Harry schluckte. „Es spricht zu mir.“
Snapes Hand zuckte kaum merklich. „Wie bitte?“
„Es… flüstert. Es fühlt sich an, als würde es sich in meinen Kopf schleichen. Ich habe es vorhin berührt, und plötzlich war es, als wäre ich nicht mehr ich selbst. Ich konnte meine eigenen Gedanken kaum hören.“
Snape sagte einen komplizierten Zauberspruch, den Harry nicht kannte. Ein dunkles, purpurfarbenes Leuchten umgab das Medaillon kurz, bevor es wieder erlosch. Snape starrte das Objekt an, seine Miene verfinsterte sich.
„Wo habt ihr das her?“
„Im Raum der Wünsche,“ sagte Theo. „Es lag in einer alten Kiste. Es hat Harry direkt beeinflusst.“
Snape setzte sich langsam in seinen Stuhl, seine Finger trommelten gegen die Armlehne. Seine Miene war ausdruckslos, aber Harry konnte sehen, dass sein Verstand auf Hochtouren lief.
„Professor?“ hakte Theo nach.
„Es ist verflucht,“ erklärte er schließlich, und Harry spürte, wie sich sein Magen zusammenzog. Irgendetwas an der Art, wie Snape es sagte, ließ ihn zweifeln.

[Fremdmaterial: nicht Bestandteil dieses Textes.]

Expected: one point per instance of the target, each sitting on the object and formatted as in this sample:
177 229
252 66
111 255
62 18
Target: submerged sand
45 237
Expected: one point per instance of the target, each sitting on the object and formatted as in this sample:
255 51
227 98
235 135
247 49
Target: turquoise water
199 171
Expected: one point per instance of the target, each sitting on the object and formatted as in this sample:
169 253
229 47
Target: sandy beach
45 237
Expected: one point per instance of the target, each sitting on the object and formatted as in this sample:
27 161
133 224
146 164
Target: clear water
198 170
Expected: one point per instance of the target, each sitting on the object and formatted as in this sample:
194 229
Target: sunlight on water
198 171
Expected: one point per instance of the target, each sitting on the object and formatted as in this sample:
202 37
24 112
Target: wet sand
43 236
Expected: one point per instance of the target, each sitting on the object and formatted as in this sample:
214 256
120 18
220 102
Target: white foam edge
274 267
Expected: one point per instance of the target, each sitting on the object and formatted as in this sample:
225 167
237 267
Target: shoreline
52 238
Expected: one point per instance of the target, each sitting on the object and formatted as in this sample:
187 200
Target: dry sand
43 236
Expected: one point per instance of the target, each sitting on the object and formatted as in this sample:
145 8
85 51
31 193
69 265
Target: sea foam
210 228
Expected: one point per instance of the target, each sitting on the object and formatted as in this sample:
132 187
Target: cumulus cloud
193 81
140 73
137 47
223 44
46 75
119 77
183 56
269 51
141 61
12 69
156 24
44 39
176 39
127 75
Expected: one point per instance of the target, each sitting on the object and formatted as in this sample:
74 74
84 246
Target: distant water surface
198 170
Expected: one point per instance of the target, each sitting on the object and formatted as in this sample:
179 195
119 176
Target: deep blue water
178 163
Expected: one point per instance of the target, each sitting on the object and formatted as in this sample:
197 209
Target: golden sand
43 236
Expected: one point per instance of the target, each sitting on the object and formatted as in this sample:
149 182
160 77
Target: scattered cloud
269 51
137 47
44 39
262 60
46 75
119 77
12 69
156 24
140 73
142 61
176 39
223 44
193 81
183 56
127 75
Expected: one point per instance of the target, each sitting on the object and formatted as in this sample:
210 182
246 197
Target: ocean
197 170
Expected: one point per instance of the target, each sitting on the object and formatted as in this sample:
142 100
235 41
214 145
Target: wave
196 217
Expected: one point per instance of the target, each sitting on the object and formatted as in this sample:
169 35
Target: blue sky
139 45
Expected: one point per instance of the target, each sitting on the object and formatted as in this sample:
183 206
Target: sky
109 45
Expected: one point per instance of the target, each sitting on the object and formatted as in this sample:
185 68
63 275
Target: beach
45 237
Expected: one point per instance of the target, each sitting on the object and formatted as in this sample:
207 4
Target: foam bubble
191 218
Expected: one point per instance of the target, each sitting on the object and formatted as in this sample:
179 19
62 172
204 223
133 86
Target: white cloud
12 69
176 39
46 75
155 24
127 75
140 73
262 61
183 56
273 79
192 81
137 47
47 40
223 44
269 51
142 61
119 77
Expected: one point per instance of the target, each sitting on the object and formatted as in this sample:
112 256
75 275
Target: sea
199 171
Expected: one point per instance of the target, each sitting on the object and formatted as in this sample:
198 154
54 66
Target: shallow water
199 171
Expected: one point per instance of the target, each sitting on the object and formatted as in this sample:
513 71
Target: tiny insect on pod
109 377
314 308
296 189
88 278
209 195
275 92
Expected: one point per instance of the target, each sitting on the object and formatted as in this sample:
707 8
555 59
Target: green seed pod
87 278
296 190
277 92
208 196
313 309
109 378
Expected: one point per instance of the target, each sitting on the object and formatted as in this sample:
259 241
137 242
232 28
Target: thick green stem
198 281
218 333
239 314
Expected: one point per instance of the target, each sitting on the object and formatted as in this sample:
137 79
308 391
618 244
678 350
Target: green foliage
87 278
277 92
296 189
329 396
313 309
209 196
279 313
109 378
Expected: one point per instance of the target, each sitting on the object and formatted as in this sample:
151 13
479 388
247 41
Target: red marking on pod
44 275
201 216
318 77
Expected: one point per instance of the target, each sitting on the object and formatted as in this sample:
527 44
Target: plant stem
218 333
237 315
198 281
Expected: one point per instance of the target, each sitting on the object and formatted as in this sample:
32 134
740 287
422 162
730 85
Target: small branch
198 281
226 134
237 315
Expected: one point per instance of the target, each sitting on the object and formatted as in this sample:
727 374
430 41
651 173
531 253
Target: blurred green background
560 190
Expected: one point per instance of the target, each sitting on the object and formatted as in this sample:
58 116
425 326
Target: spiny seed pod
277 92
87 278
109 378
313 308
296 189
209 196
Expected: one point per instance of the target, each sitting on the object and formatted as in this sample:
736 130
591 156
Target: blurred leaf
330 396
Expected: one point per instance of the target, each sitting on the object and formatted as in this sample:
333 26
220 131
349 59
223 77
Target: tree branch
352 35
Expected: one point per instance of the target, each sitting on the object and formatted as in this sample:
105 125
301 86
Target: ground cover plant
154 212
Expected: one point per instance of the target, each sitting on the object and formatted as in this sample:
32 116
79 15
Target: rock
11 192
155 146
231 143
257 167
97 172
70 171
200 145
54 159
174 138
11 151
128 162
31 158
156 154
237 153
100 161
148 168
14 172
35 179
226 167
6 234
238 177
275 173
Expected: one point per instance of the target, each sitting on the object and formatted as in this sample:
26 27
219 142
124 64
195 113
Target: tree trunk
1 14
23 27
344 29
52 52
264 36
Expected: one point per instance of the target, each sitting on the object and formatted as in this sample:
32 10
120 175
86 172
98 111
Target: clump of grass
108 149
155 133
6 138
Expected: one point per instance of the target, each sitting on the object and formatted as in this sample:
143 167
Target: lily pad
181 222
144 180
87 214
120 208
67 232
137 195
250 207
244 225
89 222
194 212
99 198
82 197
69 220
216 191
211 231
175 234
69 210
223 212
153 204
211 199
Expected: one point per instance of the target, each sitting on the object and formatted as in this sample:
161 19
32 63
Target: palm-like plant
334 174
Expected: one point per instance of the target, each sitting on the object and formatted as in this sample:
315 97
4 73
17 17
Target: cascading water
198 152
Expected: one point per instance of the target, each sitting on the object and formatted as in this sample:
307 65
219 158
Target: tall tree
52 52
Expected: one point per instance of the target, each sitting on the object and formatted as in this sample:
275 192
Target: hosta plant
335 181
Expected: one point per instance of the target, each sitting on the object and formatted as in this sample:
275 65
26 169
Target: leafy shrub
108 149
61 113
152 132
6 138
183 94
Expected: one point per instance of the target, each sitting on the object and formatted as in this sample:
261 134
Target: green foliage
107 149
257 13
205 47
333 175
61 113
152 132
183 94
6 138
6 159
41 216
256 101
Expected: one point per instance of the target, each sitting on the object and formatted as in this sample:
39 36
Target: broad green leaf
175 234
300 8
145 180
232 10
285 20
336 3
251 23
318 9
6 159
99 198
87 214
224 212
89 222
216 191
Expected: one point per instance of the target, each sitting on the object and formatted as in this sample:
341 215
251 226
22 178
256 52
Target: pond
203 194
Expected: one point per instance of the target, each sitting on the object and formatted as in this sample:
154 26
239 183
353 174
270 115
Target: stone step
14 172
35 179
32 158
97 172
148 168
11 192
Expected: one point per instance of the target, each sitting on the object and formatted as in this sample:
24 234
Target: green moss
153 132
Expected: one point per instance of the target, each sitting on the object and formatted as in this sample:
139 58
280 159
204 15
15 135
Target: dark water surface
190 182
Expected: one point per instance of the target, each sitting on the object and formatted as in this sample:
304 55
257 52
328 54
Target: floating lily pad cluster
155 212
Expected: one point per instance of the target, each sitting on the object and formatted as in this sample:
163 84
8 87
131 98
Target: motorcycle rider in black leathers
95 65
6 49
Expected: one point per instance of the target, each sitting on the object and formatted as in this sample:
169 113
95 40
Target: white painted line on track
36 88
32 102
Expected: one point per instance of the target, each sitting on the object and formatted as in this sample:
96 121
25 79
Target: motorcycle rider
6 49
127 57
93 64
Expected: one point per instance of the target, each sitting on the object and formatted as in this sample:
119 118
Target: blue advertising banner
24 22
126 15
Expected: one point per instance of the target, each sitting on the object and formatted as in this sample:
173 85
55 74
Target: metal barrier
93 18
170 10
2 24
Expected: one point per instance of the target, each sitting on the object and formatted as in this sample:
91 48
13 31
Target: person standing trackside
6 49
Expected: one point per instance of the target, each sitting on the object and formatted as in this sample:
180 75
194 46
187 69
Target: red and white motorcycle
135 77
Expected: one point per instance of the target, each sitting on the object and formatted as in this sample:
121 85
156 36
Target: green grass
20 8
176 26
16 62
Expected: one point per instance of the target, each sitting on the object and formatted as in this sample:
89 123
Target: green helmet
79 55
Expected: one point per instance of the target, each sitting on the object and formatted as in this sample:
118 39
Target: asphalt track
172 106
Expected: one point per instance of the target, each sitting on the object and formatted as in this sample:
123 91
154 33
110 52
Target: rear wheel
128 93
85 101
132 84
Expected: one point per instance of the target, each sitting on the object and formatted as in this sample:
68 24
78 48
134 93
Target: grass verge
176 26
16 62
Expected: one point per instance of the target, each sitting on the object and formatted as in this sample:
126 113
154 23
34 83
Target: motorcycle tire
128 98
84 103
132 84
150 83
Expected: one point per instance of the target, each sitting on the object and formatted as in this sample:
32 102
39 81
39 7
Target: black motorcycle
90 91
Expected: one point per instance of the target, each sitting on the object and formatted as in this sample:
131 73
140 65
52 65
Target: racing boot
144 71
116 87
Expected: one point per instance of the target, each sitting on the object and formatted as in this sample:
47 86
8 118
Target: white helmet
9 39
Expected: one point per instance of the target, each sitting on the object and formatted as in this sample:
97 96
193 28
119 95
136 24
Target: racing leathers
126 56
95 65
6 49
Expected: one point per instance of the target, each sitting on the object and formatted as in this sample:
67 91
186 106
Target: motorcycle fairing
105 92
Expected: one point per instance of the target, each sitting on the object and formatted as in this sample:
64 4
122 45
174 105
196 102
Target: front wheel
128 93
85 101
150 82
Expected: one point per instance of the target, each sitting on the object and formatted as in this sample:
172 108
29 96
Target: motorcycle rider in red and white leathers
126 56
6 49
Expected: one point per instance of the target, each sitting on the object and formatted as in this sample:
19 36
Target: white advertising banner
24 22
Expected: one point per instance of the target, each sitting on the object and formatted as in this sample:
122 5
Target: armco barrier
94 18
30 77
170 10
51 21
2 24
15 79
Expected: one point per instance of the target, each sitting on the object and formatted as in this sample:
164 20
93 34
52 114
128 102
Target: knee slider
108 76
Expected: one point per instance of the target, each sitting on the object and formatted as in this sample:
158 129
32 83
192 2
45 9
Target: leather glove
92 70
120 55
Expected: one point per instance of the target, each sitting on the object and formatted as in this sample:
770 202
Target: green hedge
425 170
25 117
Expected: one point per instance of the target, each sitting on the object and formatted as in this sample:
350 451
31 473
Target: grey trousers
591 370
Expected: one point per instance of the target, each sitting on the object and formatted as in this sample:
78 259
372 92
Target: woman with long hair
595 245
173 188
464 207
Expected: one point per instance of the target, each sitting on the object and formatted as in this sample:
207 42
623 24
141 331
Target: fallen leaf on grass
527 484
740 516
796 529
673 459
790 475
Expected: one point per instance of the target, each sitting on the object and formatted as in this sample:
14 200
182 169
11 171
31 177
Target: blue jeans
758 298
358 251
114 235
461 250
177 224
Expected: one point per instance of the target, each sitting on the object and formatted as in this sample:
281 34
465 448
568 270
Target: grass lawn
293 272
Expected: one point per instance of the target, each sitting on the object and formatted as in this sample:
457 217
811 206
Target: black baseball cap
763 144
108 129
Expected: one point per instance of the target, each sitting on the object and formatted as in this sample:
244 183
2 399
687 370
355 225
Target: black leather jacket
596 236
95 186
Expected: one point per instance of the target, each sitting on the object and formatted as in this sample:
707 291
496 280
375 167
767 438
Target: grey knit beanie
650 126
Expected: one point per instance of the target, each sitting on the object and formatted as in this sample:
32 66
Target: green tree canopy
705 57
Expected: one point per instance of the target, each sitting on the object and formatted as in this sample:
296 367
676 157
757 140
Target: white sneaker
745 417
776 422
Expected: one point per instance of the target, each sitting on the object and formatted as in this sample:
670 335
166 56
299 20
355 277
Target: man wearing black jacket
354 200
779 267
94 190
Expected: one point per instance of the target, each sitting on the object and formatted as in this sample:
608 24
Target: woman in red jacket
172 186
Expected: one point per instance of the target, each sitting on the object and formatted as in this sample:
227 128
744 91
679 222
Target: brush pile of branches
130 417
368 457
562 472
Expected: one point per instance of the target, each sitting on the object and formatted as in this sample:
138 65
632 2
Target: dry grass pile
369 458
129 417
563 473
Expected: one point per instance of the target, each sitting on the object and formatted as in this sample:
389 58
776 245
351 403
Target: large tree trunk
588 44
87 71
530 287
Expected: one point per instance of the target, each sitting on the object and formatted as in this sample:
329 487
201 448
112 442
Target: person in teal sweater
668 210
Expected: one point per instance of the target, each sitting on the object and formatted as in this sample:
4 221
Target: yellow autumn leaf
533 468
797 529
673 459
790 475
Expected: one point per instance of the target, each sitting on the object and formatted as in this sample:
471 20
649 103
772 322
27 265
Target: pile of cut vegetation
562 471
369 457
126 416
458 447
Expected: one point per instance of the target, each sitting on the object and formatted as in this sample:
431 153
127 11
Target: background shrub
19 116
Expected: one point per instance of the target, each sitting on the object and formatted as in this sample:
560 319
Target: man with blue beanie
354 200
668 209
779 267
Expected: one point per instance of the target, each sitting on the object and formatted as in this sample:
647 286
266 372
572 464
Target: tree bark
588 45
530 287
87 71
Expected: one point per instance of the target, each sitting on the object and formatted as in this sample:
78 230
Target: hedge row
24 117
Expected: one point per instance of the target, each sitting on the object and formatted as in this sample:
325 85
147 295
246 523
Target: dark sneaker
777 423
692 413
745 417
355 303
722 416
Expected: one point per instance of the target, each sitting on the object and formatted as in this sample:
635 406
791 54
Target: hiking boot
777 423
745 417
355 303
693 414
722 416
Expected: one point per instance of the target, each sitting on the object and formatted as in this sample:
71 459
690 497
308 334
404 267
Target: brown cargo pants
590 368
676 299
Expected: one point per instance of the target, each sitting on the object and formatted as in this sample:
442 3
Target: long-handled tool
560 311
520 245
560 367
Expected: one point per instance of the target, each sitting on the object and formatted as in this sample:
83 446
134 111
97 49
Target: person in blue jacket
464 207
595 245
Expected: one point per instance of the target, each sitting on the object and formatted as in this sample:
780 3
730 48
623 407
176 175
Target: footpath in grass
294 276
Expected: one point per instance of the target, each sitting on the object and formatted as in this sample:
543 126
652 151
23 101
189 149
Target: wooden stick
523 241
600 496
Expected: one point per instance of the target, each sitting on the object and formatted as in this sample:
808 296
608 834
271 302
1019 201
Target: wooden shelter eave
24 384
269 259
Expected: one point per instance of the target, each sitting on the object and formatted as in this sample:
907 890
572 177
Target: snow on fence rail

„Verflucht?“ wiederholte Theo skeptisch.
„Ja.“ Snape sah ihn mit kühlem Blick an. „Eine dunkle Art von Zauber, die den Träger langsam beeinflusst. Alte schwarze Magie, nichts Ungewöhnliches für Artefakte aus dieser Zeit.“
Harry spürte, wie seine Finger sich unbewusst zu Fäusten ballten. Er log. Snape log.
Aber warum?
„Kann man es zerstören?“ fragte Theo.
Snape betrachtete das Medaillon noch einen Moment, dann legte er es vorsichtig auf den Tisch. „Dafür gibt es Methoden,“ sagte er vage. „Aber sie sind kompliziert und nicht ohne Risiko.“
Harry hielt es nicht mehr aus. „Professor,“ sagte er fest und trat einen Schritt vor. „Sie wissen genau, was das ist.“
Snapes Blick war schneidend, aber Harry wich nicht zurück.
„Ihr solltet euch nicht mit Dingen beschäftigen, die ihr nicht versteht, Potter,“ sagte er kalt. „Überlasst das lieber denen, die mehr Wissen darüber haben.“
Theo verschränkte die Arme. „Dann erklären Sie es uns.“
Snape schnaubte leise und fixierte ihn mit seinem dunklen Blick. „Das Medaillon ist nicht euer Problem. Und es wäre besser, wenn ihr es so schnell wie möglich vergesst.“
Harrys Wut kochte hoch. „Vergessen? Sie wissen, dass das nicht geht.“
„Es ist keine Bitte.“ Snape nahm das Medaillon wieder auf und steckte es sich in seinen Umhang. „Ich werde mich darum kümmern. Ihr werdet nicht weiter nachforschen. Und ihr werdet nicht darüber sprechen.“
Die Worte klangen wie ein Befehl, scharf wie eine schneidende Klinge.
Theo sah kurz zu Harry, dann wieder zu Snape. „Und was, wenn wir das nicht akzeptieren?“
Snape ließ ein leises, humorloses Lachen hören. „Dann werden eure Köpfe sich mit Gedanken füllen, die ihr euch nicht wünscht.“
Eine Drohung. Eine klare Warnung.
Harry spürte, wie sich eine unsichtbare Mauer zwischen ihnen und der Wahrheit errichtete. Snape wusste, was das Medaillon war – aber er würde es ihnen nicht sagen.
Und das bedeutete, dass sie es selbst herausfinden mussten.